Attenzione: qui non si incita a nessuna forma di discriminazione
verso i maschi con tendenze omosessuali né si vuole fare del
complottismo antropologico. No, qui si vuole semplicemente prendere atto
della realtà, sempre che i fatti non diano fastidio. E i fatti sono
chiarissimi, come dettagliatamente denuncia il celebre testo del
francese Éric Zemmour, L’uomo maschio (Le Premier sexe,
Denoël 2006): viviamo sempre più una società sempre più
“femminilizzata”, dove l’essere maschi in senso tradizionale – evidente,
virile, senza particolari indecisioni – è considerato disvalore. Perché
in fondo l’uomo maschio, si dice, è solo uno dei tanti maschi
possibili. Perché l’uomo maschio, si insinua, è spesso violento,
insensibile, facilmente molestatore mentre invece la donna – questo il
messaggio che passa – è figura intrinsecamente buona e aliena, salvo
trascurabili eccezioni, da ogni malvagia inclinazione. Perché è giusto
che le persone con tendenze non eterosessuali siano orgogliose di come
sono, perché è sacrosanto che lo siano le donne, ma l’uomo maschio no,
lui deve redimersi e fuggire da un’identità caricaturale, da un “potere”

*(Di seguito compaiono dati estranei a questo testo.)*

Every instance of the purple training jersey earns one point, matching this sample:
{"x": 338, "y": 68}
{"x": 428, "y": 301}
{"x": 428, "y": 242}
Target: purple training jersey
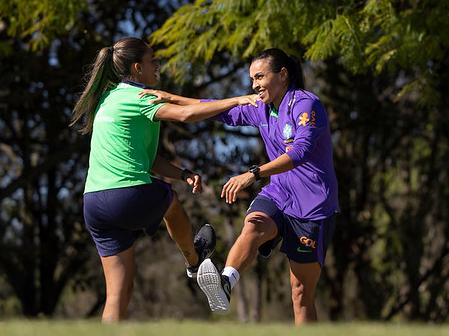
{"x": 299, "y": 128}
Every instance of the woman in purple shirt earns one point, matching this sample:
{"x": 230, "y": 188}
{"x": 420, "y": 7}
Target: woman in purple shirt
{"x": 299, "y": 203}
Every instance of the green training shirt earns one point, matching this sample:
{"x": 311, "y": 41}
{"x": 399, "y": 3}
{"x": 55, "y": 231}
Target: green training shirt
{"x": 124, "y": 140}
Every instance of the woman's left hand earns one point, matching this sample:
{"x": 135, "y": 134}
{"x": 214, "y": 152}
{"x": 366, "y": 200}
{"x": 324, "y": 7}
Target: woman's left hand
{"x": 236, "y": 184}
{"x": 161, "y": 96}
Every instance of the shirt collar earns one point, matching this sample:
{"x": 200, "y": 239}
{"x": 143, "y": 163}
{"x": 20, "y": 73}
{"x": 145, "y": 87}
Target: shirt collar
{"x": 137, "y": 84}
{"x": 286, "y": 101}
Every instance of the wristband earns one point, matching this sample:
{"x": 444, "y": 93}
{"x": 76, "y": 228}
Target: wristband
{"x": 256, "y": 171}
{"x": 185, "y": 174}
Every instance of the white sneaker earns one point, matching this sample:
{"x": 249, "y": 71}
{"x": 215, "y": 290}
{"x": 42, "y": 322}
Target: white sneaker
{"x": 215, "y": 285}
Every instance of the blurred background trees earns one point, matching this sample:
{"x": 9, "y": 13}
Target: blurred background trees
{"x": 381, "y": 69}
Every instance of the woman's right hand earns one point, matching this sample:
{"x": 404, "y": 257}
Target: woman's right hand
{"x": 249, "y": 99}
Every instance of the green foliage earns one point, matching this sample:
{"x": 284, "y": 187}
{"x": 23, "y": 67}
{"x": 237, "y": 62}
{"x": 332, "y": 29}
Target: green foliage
{"x": 375, "y": 35}
{"x": 37, "y": 22}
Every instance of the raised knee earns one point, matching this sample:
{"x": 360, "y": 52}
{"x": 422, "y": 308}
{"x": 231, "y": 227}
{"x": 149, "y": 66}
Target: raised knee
{"x": 297, "y": 292}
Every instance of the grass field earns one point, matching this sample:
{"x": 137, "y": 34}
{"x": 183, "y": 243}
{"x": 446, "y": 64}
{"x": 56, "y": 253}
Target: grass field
{"x": 186, "y": 328}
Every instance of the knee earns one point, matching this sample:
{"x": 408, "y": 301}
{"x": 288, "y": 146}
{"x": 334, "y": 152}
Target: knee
{"x": 298, "y": 293}
{"x": 251, "y": 232}
{"x": 258, "y": 229}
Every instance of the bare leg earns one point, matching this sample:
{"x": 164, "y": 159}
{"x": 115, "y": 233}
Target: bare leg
{"x": 180, "y": 230}
{"x": 258, "y": 229}
{"x": 119, "y": 274}
{"x": 303, "y": 281}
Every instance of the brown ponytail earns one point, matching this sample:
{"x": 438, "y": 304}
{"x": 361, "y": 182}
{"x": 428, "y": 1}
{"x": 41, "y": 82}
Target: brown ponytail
{"x": 112, "y": 65}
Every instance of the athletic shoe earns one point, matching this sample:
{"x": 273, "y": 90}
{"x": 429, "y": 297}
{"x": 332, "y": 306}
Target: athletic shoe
{"x": 267, "y": 248}
{"x": 204, "y": 243}
{"x": 215, "y": 285}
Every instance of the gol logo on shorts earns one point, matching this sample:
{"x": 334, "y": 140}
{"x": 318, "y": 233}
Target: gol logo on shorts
{"x": 307, "y": 242}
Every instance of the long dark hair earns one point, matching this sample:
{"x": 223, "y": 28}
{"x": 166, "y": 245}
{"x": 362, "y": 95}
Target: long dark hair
{"x": 112, "y": 65}
{"x": 279, "y": 59}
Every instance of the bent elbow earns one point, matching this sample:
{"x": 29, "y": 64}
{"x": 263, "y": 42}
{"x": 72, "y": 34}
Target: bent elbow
{"x": 187, "y": 116}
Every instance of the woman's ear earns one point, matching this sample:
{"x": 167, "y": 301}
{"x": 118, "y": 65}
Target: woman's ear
{"x": 136, "y": 69}
{"x": 284, "y": 74}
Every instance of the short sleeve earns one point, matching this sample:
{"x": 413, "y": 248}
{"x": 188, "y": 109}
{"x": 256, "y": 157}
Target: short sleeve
{"x": 311, "y": 122}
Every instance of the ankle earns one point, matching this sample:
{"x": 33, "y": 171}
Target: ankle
{"x": 232, "y": 274}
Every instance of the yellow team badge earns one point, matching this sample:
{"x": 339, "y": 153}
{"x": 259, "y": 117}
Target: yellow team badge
{"x": 303, "y": 119}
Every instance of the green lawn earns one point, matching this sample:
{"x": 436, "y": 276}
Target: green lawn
{"x": 186, "y": 328}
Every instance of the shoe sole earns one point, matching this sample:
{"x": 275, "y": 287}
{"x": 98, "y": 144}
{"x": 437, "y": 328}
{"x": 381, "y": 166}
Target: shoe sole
{"x": 208, "y": 255}
{"x": 209, "y": 280}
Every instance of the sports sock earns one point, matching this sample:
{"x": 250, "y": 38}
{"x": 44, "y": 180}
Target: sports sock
{"x": 232, "y": 274}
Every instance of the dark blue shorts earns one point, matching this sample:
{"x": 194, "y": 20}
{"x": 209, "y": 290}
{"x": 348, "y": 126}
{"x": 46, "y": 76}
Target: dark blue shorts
{"x": 303, "y": 241}
{"x": 115, "y": 218}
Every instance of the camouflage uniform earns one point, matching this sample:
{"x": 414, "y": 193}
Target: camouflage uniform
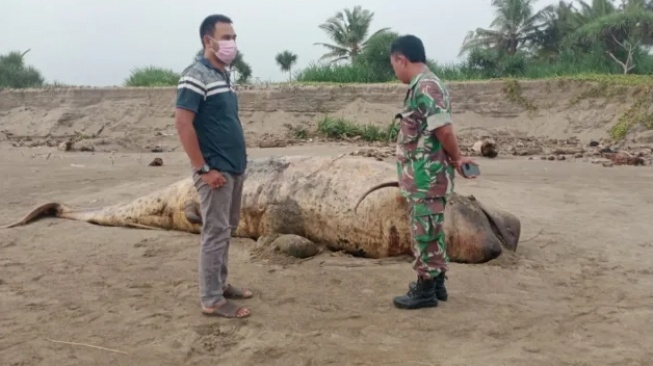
{"x": 425, "y": 174}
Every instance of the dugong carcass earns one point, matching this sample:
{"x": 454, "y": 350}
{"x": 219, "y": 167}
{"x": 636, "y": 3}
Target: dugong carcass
{"x": 314, "y": 197}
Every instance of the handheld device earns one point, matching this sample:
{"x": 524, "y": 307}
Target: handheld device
{"x": 471, "y": 170}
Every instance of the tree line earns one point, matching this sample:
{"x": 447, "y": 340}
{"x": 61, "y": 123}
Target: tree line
{"x": 567, "y": 38}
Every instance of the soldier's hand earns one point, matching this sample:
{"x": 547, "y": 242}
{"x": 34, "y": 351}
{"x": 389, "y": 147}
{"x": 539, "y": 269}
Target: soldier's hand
{"x": 214, "y": 178}
{"x": 458, "y": 164}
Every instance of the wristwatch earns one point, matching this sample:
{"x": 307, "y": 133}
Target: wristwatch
{"x": 203, "y": 170}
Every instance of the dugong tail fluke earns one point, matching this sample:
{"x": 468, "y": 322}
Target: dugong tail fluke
{"x": 51, "y": 209}
{"x": 54, "y": 209}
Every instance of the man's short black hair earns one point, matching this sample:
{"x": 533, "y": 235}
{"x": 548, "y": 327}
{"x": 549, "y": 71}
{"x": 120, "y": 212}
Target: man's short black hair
{"x": 208, "y": 25}
{"x": 409, "y": 46}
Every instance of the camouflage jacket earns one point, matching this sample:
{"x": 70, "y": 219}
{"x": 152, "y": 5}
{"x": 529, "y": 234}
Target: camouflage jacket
{"x": 422, "y": 164}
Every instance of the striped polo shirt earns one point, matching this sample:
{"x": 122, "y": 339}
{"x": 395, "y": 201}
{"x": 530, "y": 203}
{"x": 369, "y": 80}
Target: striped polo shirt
{"x": 208, "y": 92}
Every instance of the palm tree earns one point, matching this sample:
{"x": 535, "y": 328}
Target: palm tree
{"x": 515, "y": 26}
{"x": 560, "y": 20}
{"x": 286, "y": 60}
{"x": 348, "y": 29}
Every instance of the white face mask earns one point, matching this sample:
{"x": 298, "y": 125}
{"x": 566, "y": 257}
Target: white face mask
{"x": 227, "y": 51}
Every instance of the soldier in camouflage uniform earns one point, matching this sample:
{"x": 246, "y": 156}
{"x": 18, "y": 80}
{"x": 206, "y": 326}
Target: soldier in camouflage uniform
{"x": 427, "y": 154}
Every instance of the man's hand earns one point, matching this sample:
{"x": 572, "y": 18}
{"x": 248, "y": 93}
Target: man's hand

che nella storia e nella civiltà ha finora esercitato abusivamente,
approfittando di un ruolo che non gli appartiene. Al di là di inutili
giri di parole l’idea di fondo, in sintesi, è questa. E la soluzione non
sta certo nel rispolverare «l’omo ha da puzzà», inelegante
adagio caro a Monica Bellucci, né nel rilanciare il mito primordiale del
cacciatore: il problema, qui, è molto più serio.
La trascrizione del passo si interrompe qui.